Internado Forks para Chicos Rebeldes

Capitulo 15

Nieve

El día se pasó rápido ya que no tuvimos casi ninguna clase excepto la del último periodo donde por fin lograron secar las salas. Luego de eso me fui a mi habitación a terminar un informe de literatura y no salí hasta la hora de la cena.

Había sopa y me comí casi tres platos… Si, estaba hambrienta!

Aún llovía, pero con menos intensidad y hacía cada vez más frío.

-Mañana va a nevar… -comentó vagamente Jasper.

-Y yo me voy a la cama- dije levantándome de mi asiento.

Caminé hacia la salida, sola, y por una milésima de segundo me pregunté donde habría estado Edward Cullen durante la cena.

El pasillo techado que llevaba a los dormitorios estaba atestado de gente, así que preferí dar la vuelta larga y caminar bajo la lluvia.

En mi iPod sonaba My Heart de Paramore y se sentía muy bien la lluvia en mi cara. Casi nunca pescaba resfriados así que no estaba nada preocupada.

Estaba oscuro, pero me gustaba la sensación. No era la fan número uno del frío, pero aun era soportable.

Seguí caminando con la mirada clavada en el suelo por entre el suelo que estaba cubierto de césped, hasta que dos pies aparecieron frente a mí y se detuvieron.

Me quite un audífono y levanté la mirada.

-Deberías mirar hacia el frente cuando caminas –me dijo el chico de cabello cobrizo.

La verdad, no sé porque, pero me tomó unos instantes entender el comentario.

-Lo tomaré en cuenta… -le respondí. El esbozó una pequeña sonrisita.

-Con permiso- me dijo y pasó a mi lado.

El roce de nuestras manos al pasar fue casi abrumador. El su piel estaba tan caliente y la noche tan fría que era casi desconcertante.

Me quedé allí, congelada por un instante.

-Edward?-le dije sin girarme.

-Si?-me preguntó el de espaldas a mi.

Esta era mi oportunidad para preguntarle que había querido decir el otro día, pero era como si las palabras no salieran de mi boca.

-Nada… -dije pero seguí quieta.

Me tomó unos segundos más comenzar a moverme. Sacudí mi cabeza y seguí caminando. A veces no me entendía ni a mí.

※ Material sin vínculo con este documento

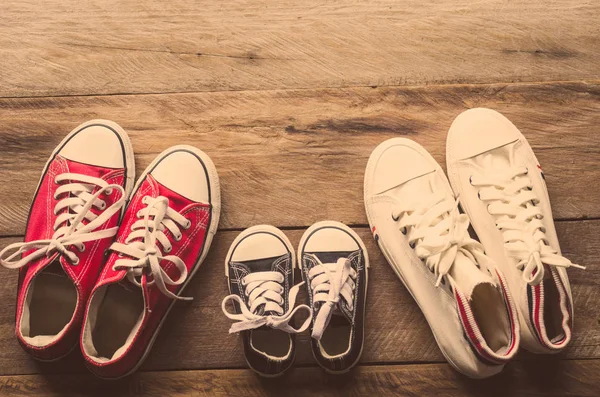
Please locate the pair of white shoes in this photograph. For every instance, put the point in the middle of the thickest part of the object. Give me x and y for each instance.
(479, 305)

Llegué a mi habitación con la ropa empapada así que la dejé secando y me fui a dar un baño.

Salí de la ducha lista a dormir, pero mi cuerpo me pedía un cigarrillo así que saqué uno. Lamentablemente estaba lloviendo y no podía salir así que decidí que no podía pasar nada tan grave si lo hacia en mi habitación.

El cigarrillo fue rápido y me fui a la cama. Estaba cansada.

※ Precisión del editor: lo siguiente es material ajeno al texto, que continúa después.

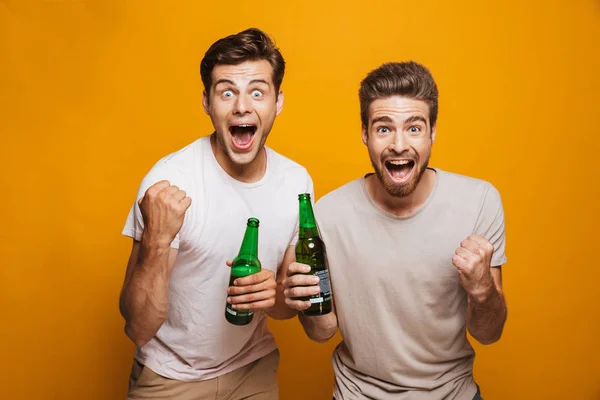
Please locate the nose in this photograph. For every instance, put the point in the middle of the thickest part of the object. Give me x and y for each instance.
(242, 105)
(399, 143)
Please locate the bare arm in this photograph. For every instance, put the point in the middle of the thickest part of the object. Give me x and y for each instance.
(486, 315)
(319, 328)
(144, 297)
(486, 310)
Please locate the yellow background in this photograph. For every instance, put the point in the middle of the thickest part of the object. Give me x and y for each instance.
(92, 93)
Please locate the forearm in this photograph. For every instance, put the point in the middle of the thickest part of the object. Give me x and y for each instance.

Al otro día me desperté con un resplandor blanco entrando por mi ventana… "Sol?" me pregunté para mis adentros… No, era nieve, metros y metros de blanca nieve.

Podía odiar el frió, pero la nieve era otra cosa. En Arizona nunca había así que estaba realmente sorprendida.

Me vestí rápidamente y corrí a la habitación de Alice. Golpeé la puerta incansablemente hasta que me di por vencida y simplemente la abrí (usando una de las técnicas que había aprendido en casa para abrir la puerta de la alacena donde guardaban los licores).

-Alice! Alice! Alice! Hay nieve ya la viste!

-Bella déjame en paz … -dijo retorciéndose en su cama.

-Oh vamos! Tu siempre me despiertas a mi! Vístete y bajemos!-le dije moviéndola del brazo.

-Isabella Swan, son las –miro su reloj del velador- 6:30 de la mañana! Vete y vuelve cuando sean las 8!

Derrotada y asombrada me fui a mi cuarto otra vez. Nunca me había despertado tan temprano, entonces no sabía que iba a hacer.

Intenté dormir de nuevo, pero no lo logré. Escuché música para matar el tiempo, pero tampoco me entretuve. Jugué videojuegos y tampoco…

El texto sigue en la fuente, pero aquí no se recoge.